Thanks for posting the question. Our website is needing an update, and we have been very busy recently, but have hired new staff so should be able to update it soon.
To try to answer your question there are two types of remote testing. Moderated and UnModerated. What approach you take depends on your research question.
Loop11 and Webnographer falls into the UnModerated category. WhatUsersDo fits kind of half way between the two. The Moderated, and WhatUsersDo approach means that you have to go through each response to see where the issues are appearing.
The other approach is to use metrics. Loop 11 collects metrics. Time on Task, pages visited etc. Where Webnographer differs in that it also collects the metrics, then it uses statistical methods to uncover where the issues lie. We are more expensive than Loop11, but you will get lots of hand holding, and metrics that we believe that you can take actions on.
Where we pride ourselves is helping you identify what are the issues that people are/will experience, and the root cause. At the moment we have experimental playback, but you would not want to sit through 50 to 1000 user sessions.
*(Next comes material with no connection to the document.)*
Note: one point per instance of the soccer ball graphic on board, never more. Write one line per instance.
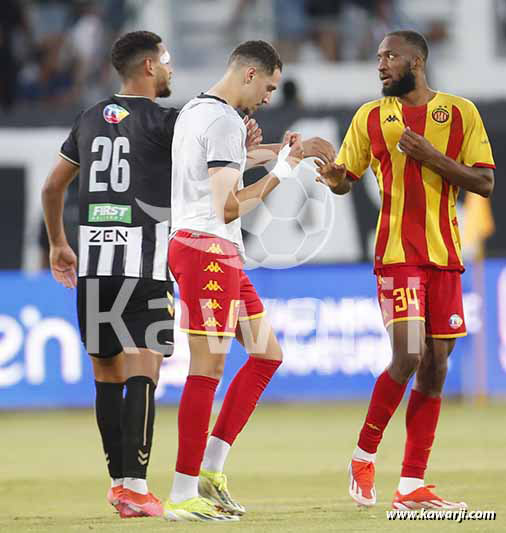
(292, 225)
The purpose of the Webnographer playback function is to be able to show a client where somebody is falling over, and not for discovery where the issues lies.
If you mean by secure, that the site been tested needs to be kept off the Internet (Alpha Release/Intranet) or that the user has to log in, we often do those tests, but requires more set up time or our side.
In answer to David Jarvis´s interesting points, I will answer then in relationship to Webnographer.
With Webnographer we are trying to model peoples real behaviour on the web.
What we have found triangulating between web stats, Webnographer, and lab testing is that participants spend about 2 to 4 times longer in the lab than in either Webnographer, or on the real site. Depending on the number of participants Webnographer will have a margin of error from +/-4% to +/-15%. The more time people spend on a task the higher the task completion rate is. Reduce task times, and number of errors increase. We can counter the lack of time one participant spends by having more participants. We normally aim for between 50 to 1000 participants.